何度も挑戦しては失敗し,やっとの思いで成功してこそ,技術や要領,コツが真に身につく。また心の底からの喜びと感動を味わえ,人間としてもひと回り成長することができる。人の心の強さ,深さは,その人がどれだけ失敗したか,苦労したかの総量に比例しているともいえよう。

だから失敗するのは決して恥ずかしいことではない。失敗することをはじるより,途中でダメだとあきらめ,投げ出してしまうことをこそ恥じたい。

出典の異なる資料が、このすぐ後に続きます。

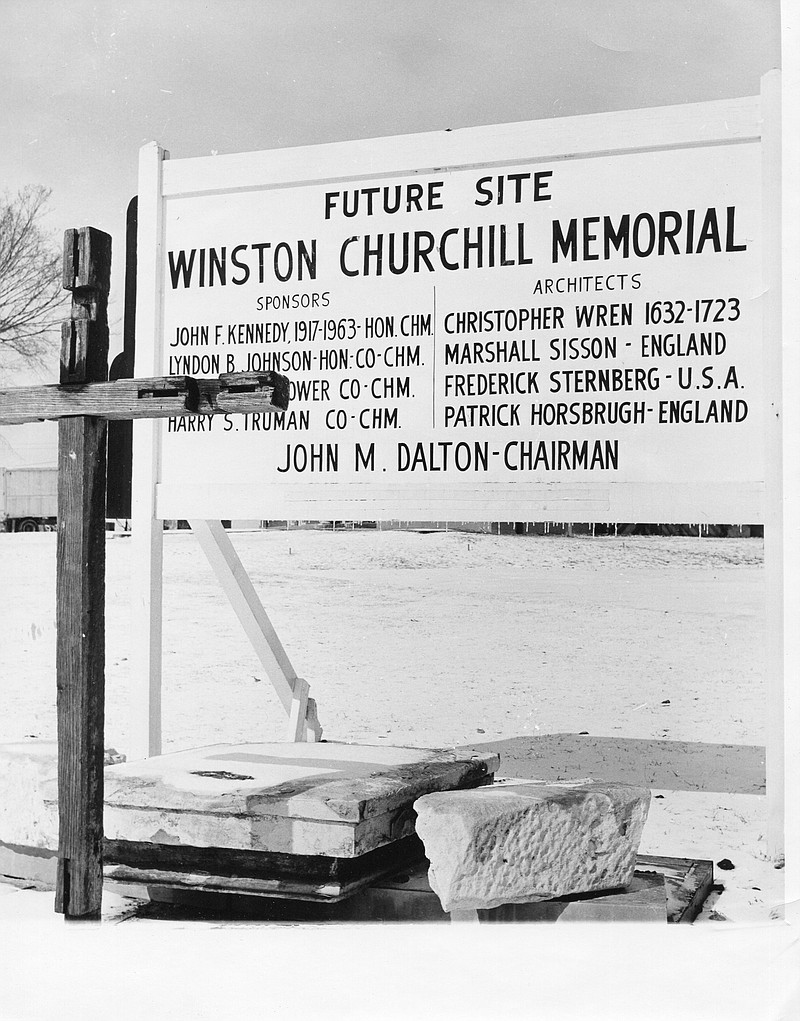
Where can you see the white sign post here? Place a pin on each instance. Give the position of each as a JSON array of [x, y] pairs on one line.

ただ,大切なのは,失敗したあとである。そこから何を学び,次にどう生かすか。失敗を失敗に終わらせないために,原因をしっかり突き止め,創意工夫をこらし,手順ややり方を改善して二度と同じ失敗をくり返さない。これが事を成す要諦なのである。

さあ勇気を持って挑戦し,めいっぱい失敗をしよう。

PHPという小冊子の裏表紙に(5~6年前)書かれてあった文章です。簡単に読める,私のお気に入りの小冊子ですが,自分もそういった気持ちで挑戦したいと思いから紹介いたしました。